Découplag technologique avec la Chine : la facture dépasse 400 milliards de dollars pour l'UE
L'Union européenne envisage d'exclure les équipementiers chinois — Huawei et ZTE en tête — de ses réseaux critiques au nom de la cybersécurité. Une étude réalisée par KPMG pour la chambre de commerce chinoise en Europe (CCCEU) évalue le coût de cette opération à 368 milliards d'euros (environ 433 milliards de dollars) sur la période 2026–2030. La France figurerait parmi les six pays les plus exposés, avec une facture estimée à 46 milliards d'euros.
Une étude à lire avec prudence
La provenance du rapport mérite d'être signalée d'emblée : la CCCEU est l'organe officiel de défense des intérêts commerciaux chinois en Europe, et KPMG a été mandaté dans ce cadre. Il s'agit donc d'une projection plaidoyer, et non d'une évaluation indépendante. selon The Next Web, des analystes indépendants soulignent que le chiffre constitue une estimation haute, conçue pour peser sur les négociations autour de la révision de l'Acte sur la cybersécurité (CSA2).
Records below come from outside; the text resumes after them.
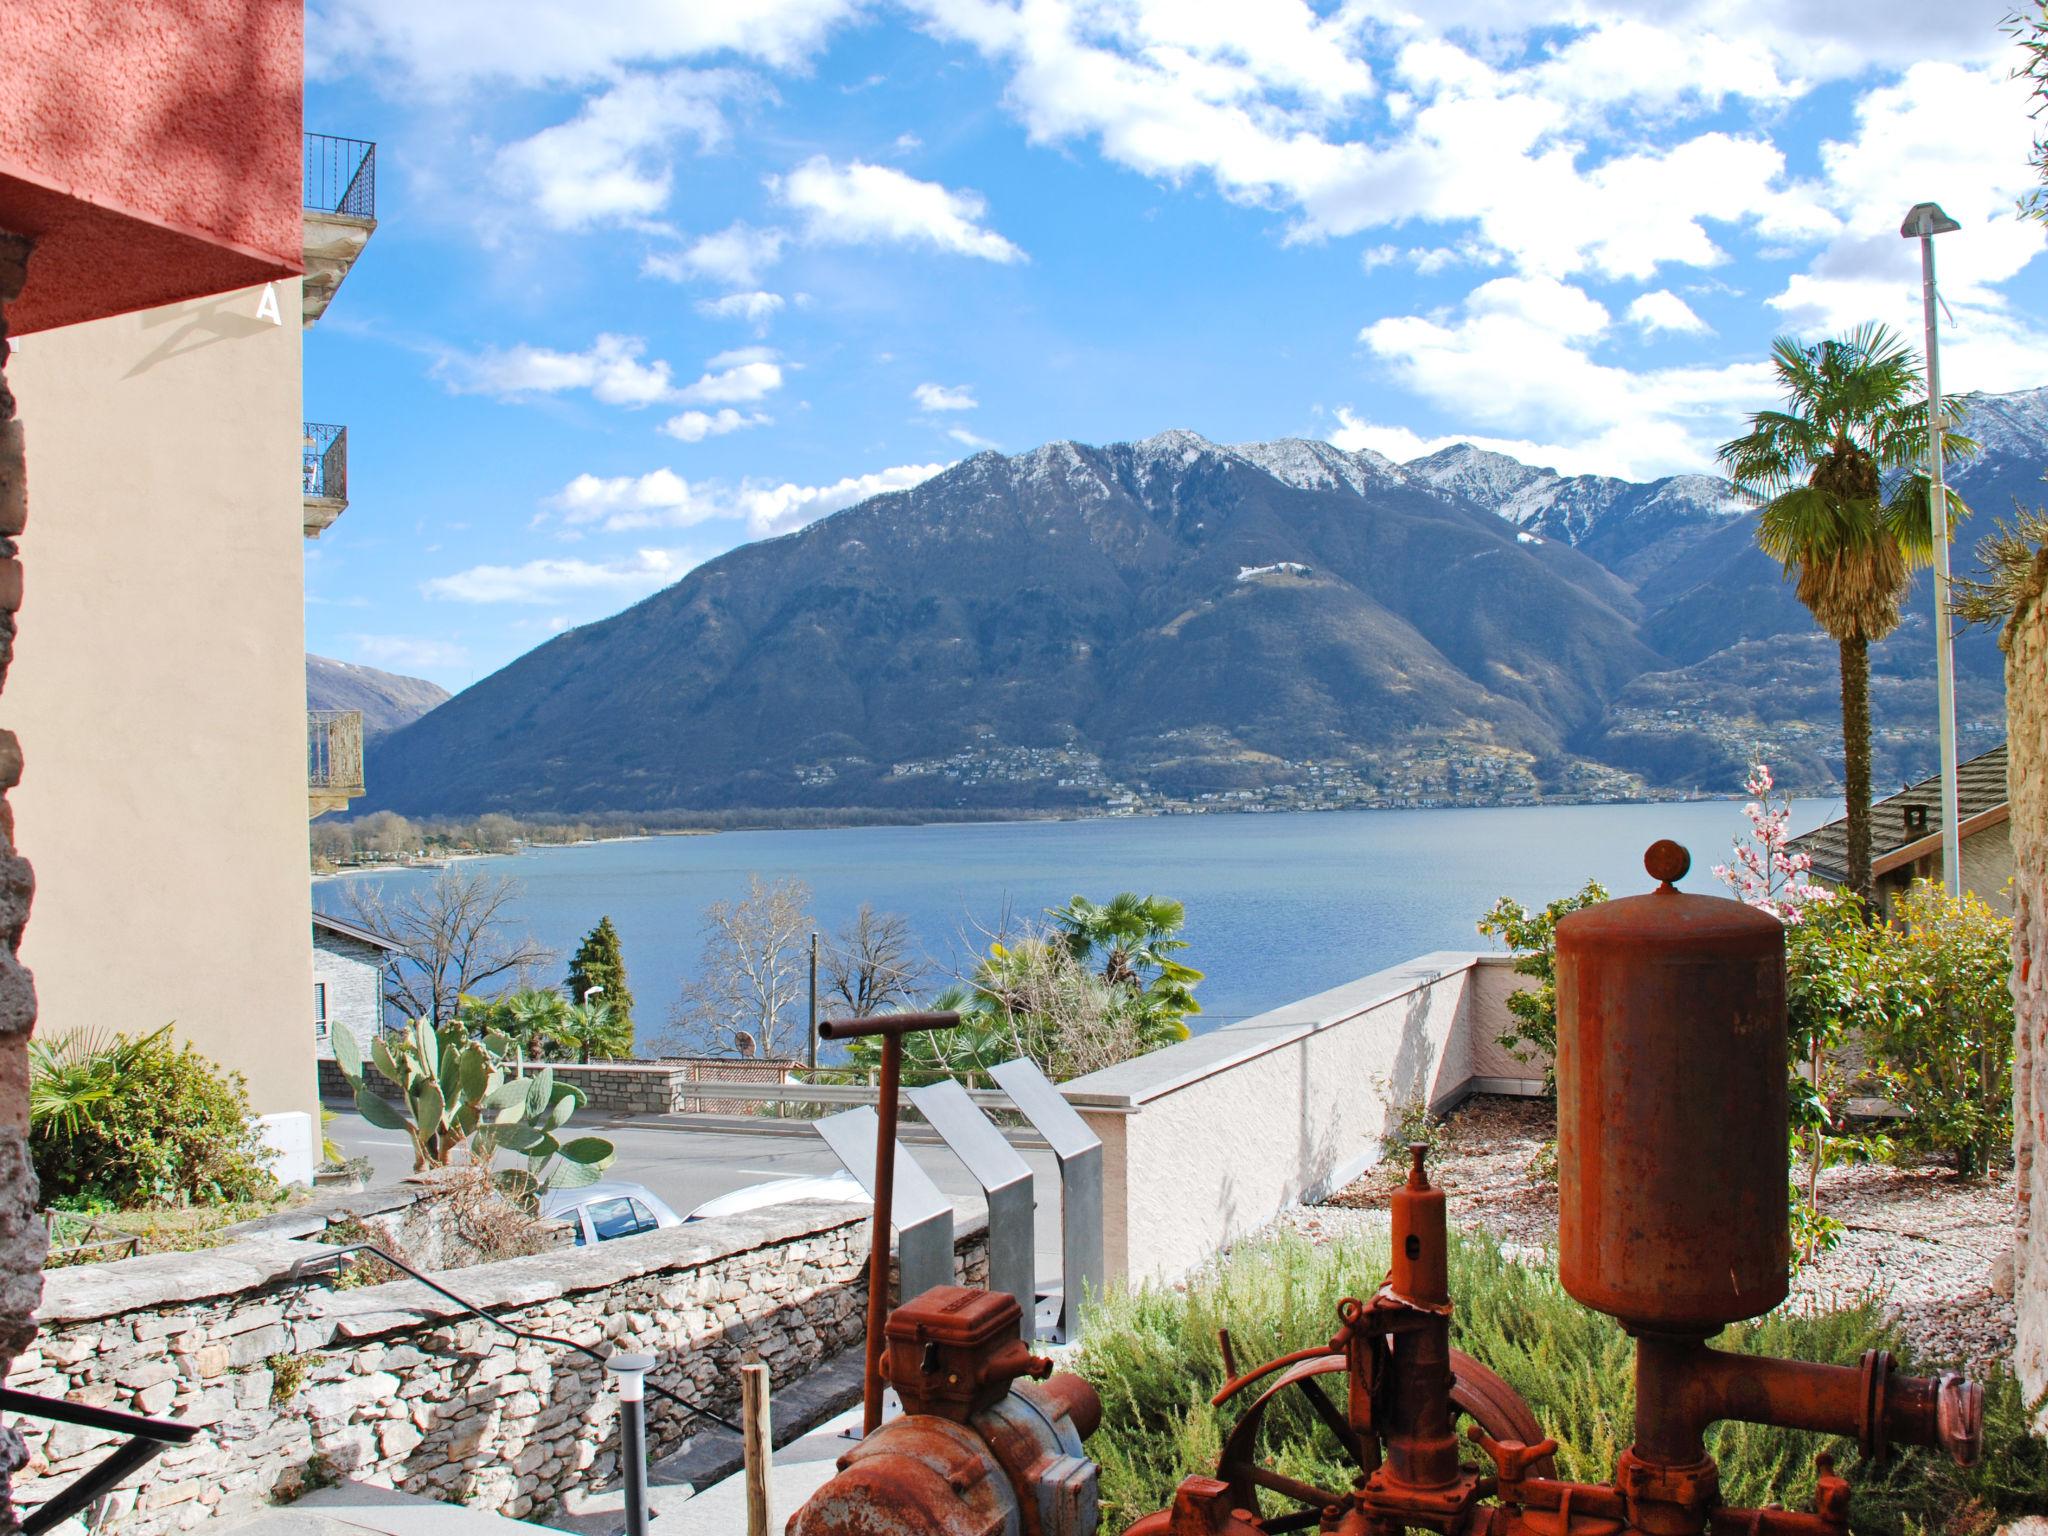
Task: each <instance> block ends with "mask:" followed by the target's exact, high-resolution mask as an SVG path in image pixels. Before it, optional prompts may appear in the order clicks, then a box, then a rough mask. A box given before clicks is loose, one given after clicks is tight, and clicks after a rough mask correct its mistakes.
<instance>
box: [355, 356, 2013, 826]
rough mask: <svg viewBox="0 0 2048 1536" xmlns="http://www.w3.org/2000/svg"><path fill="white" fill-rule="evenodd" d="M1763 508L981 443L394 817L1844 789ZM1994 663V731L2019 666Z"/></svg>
mask: <svg viewBox="0 0 2048 1536" xmlns="http://www.w3.org/2000/svg"><path fill="white" fill-rule="evenodd" d="M1976 414H1985V418H1987V420H1989V422H1991V424H1993V426H1995V432H1987V442H1989V446H1987V455H1985V457H1980V459H1978V461H1976V463H1974V465H1968V467H1960V469H1958V471H1956V475H1954V481H1956V483H1958V487H1964V494H1976V489H1974V487H1987V489H1991V487H2001V485H2009V483H2019V481H2021V479H2025V477H2038V475H2040V471H2042V465H2044V453H2042V451H2040V446H2038V444H2040V442H2042V440H2044V438H2048V391H2025V393H2021V395H2005V397H1980V399H1976V401H1972V416H1976ZM2036 428H2042V430H2040V434H2038V436H2032V438H2030V436H2028V434H2030V432H2034V430H2036ZM1993 438H1995V440H1993ZM2030 442H2032V446H2030ZM1751 520H1753V512H1749V510H1747V508H1743V506H1741V504H1739V502H1737V500H1735V496H1733V489H1731V487H1729V485H1726V483H1724V481H1718V479H1714V477H1708V475H1671V477H1661V479H1655V481H1626V479H1618V477H1599V475H1559V473H1556V471H1554V469H1544V467H1532V465H1522V463H1520V461H1513V459H1509V457H1505V455H1493V453H1489V451H1485V449H1477V446H1473V444H1454V446H1450V449H1442V451H1438V453H1434V455H1423V457H1421V459H1417V461H1411V463H1407V465H1397V463H1393V461H1391V459H1384V457H1382V455H1376V453H1370V451H1346V449H1337V446H1335V444H1329V442H1319V440H1307V438H1282V440H1274V442H1253V444H1219V442H1212V440H1208V438H1204V436H1200V434H1196V432H1190V430H1184V428H1176V430H1167V432H1157V434H1153V436H1149V438H1141V440H1135V442H1114V444H1102V446H1090V444H1081V442H1073V440H1059V442H1047V444H1040V446H1038V449H1030V451H1026V453H1020V455H1008V457H1006V455H1001V453H995V451H987V453H979V455H973V457H969V459H965V461H961V463H956V465H952V467H948V469H946V471H942V473H940V475H934V477H932V479H928V481H924V483H920V485H913V487H907V489H899V492H887V494H883V496H877V498H870V500H866V502H860V504H858V506H852V508H846V510H842V512H836V514H834V516H829V518H821V520H819V522H813V524H809V526H807V528H799V530H795V532H791V535H782V537H778V539H772V541H762V543H754V545H743V547H739V549H733V551H729V553H727V555H721V557H719V559H715V561H709V563H705V565H700V567H698V569H694V571H692V573H688V575H686V578H682V580H680V582H678V584H674V586H670V588H664V590H662V592H657V594H653V596H649V598H645V600H641V602H637V604H633V606H631V608H627V610H623V612H618V614H612V616H610V618H602V621H596V623H592V625H584V627H580V629H575V631H569V633H565V635H559V637H555V639H551V641H547V643H545V645H541V647H537V649H535V651H530V653H526V655H524V657H520V659H516V662H512V664H510V666H508V668H504V670H500V672H498V674H492V676H489V678H485V680H481V682H477V684H473V686H471V688H469V690H465V692H463V694H459V696H457V698H455V700H451V702H449V705H442V707H440V709H436V711H434V713H432V715H428V717H424V719H420V721H416V723H412V725H408V727H406V729H401V731H397V733H395V735H391V737H389V739H387V741H385V743H383V750H381V752H379V754H377V756H375V758H373V764H371V805H375V807H389V809H401V811H420V813H477V811H489V809H504V811H520V813H541V811H662V809H737V807H762V809H766V807H834V805H838V807H899V809H903V807H907V809H924V811H934V813H936V811H944V809H948V807H973V809H991V807H1006V809H1047V811H1085V809H1133V807H1145V805H1157V807H1167V809H1171V807H1176V805H1188V807H1198V809H1200V807H1208V805H1217V803H1225V801H1227V803H1241V805H1260V807H1286V805H1409V803H1446V801H1452V803H1462V801H1481V799H1542V797H1561V799H1573V797H1579V799H1585V797H1618V795H1628V793H1640V791H1645V788H1663V791H1681V788H1712V791H1735V788H1737V784H1739V776H1741V760H1743V758H1747V750H1749V745H1751V743H1755V745H1761V748H1765V750H1776V752H1778V758H1776V760H1780V762H1784V764H1786V766H1788V772H1786V780H1788V782H1796V784H1798V782H1810V784H1812V786H1825V782H1827V778H1829V772H1839V770H1831V766H1829V745H1827V739H1823V737H1825V731H1823V733H1819V735H1817V733H1815V731H1810V729H1798V731H1794V729H1792V727H1794V725H1800V721H1794V719H1786V717H1784V713H1782V711H1780V709H1776V705H1772V702H1769V698H1772V690H1774V688H1780V690H1788V696H1798V700H1800V707H1802V709H1808V711H1810V709H1812V707H1815V688H1817V678H1819V672H1817V664H1815V662H1812V659H1810V649H1812V647H1810V645H1796V643H1790V641H1788V643H1784V645H1776V647H1774V645H1767V643H1769V641H1774V639H1776V637H1786V635H1792V637H1796V635H1808V633H1810V631H1812V625H1810V618H1806V614H1804V610H1802V608H1798V604H1796V600H1794V598H1792V596H1790V588H1788V586H1786V582H1784V580H1782V578H1780V573H1778V569H1776V565H1774V563H1769V561H1765V559H1763V557H1761V555H1759V553H1757V551H1755V545H1753V539H1751V537H1749V526H1751ZM1919 633H1921V641H1915V643H1925V645H1923V647H1925V649H1927V651H1929V655H1927V664H1929V668H1931V641H1925V631H1919ZM1911 639H1913V627H1911V625H1909V631H1907V633H1903V635H1901V637H1898V639H1896V643H1888V647H1878V659H1876V666H1878V672H1880V680H1882V684H1884V686H1882V688H1880V694H1884V698H1888V700H1890V705H1888V709H1894V711H1896V713H1898V715H1901V717H1911V715H1913V713H1915V711H1919V705H1917V702H1915V700H1917V696H1919V692H1923V690H1925V688H1931V682H1927V680H1925V678H1921V668H1919V659H1917V651H1915V649H1913V643H1909V641H1911ZM1968 666H1970V672H1968V678H1966V690H1964V694H1966V702H1968V707H1970V709H1972V711H1976V715H1972V727H1982V725H1985V719H1989V717H1995V715H1997V713H1999V709H2001V700H2003V694H2001V692H1999V678H1997V666H1995V651H1993V653H1991V657H1989V659H1987V655H1985V653H1982V647H1980V645H1978V647H1976V649H1972V651H1970V664H1968ZM1759 668H1761V670H1763V674H1769V670H1772V668H1778V670H1780V672H1782V676H1776V674H1769V676H1759ZM1673 700H1675V702H1673ZM1829 709H1831V705H1829ZM1880 725H1884V727H1886V731H1888V735H1886V741H1890V745H1884V748H1880V772H1890V770H1894V768H1896V770H1898V772H1907V770H1911V766H1913V760H1915V754H1917V752H1919V748H1921V743H1919V741H1917V739H1913V737H1911V733H1907V735H1898V733H1896V731H1890V725H1892V721H1888V719H1884V721H1880ZM1745 735H1747V737H1751V739H1749V741H1745V739H1743V737H1745ZM1892 737H1896V739H1892ZM1833 754H1835V758H1839V743H1837V745H1835V748H1833Z"/></svg>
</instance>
La Commission européenne doit publier sa propre évaluation d'impact en 2026 — ce sera le vrai test de crédibilité.
Cela dit, même des sources indépendantes comme l'Institut d'études de sécurité de l'UE reconnaissent que les obstacles structurels au remplacement de ces équipements sont bien réels. Trouver des alternatives européennes, japonaises ou coréennes aux composants chinois dans des volumes suffisants reste un défi concret pour les opérateurs télécom et les gestionnaires de réseaux énergétiques.
La position française
Selon Global Banking and Finance, la France se situe dans le groupe des six États membres dont le coût de remplacement dépasserait 10 milliards d'euros, aux côtés de l'Allemagne (170,8 milliards, soit près de la moitié du total européen), de l'Italie, de l'Espagne, de la Pologne et des Pays-Bas. L'exposition française concerne surtout les infrastructures énergétiques — dont les systèmes logiciels d'EDF — davantage que les équipements télécom grand public.
La France aborde ce dossier avec un avantage relatif : elle se positionne depuis plusieurs années comme pionnière de la régulation numérique en Europe (DSA, DMA, AI Act). L'administration Macron présente la révision CSA2 comme une opportunité de renforcer la souveraineté numérique et de favoriser des acteurs comme Airbus Cybersecurity ou Thales. Selon CEPA, ce cadre de souveraineté distingue nettement Paris de Berlin, dont la dépendance industrielle envers Huawei est bien plus profonde.
Et ensuite ?
Le calendrier législatif du CSA2 reste flou — la réglementation pourrait être adoptée, assouplie ou retardée. Ce qui est certain, c'est que la pression de Pékin sur Bruxelles va s'intensifier : la CCCEU a déjà évoqué des mesures de rétorsion commerciales si l'UE maintient le cap. En attendant l'évaluation officielle de la Commission, on retiendra surtout que le coût politique du statu quo — laisser des équipements potentiellement vulnérables au cœur des réseaux européens — n'apparaît dans aucune colonne de ce bilan chiffré.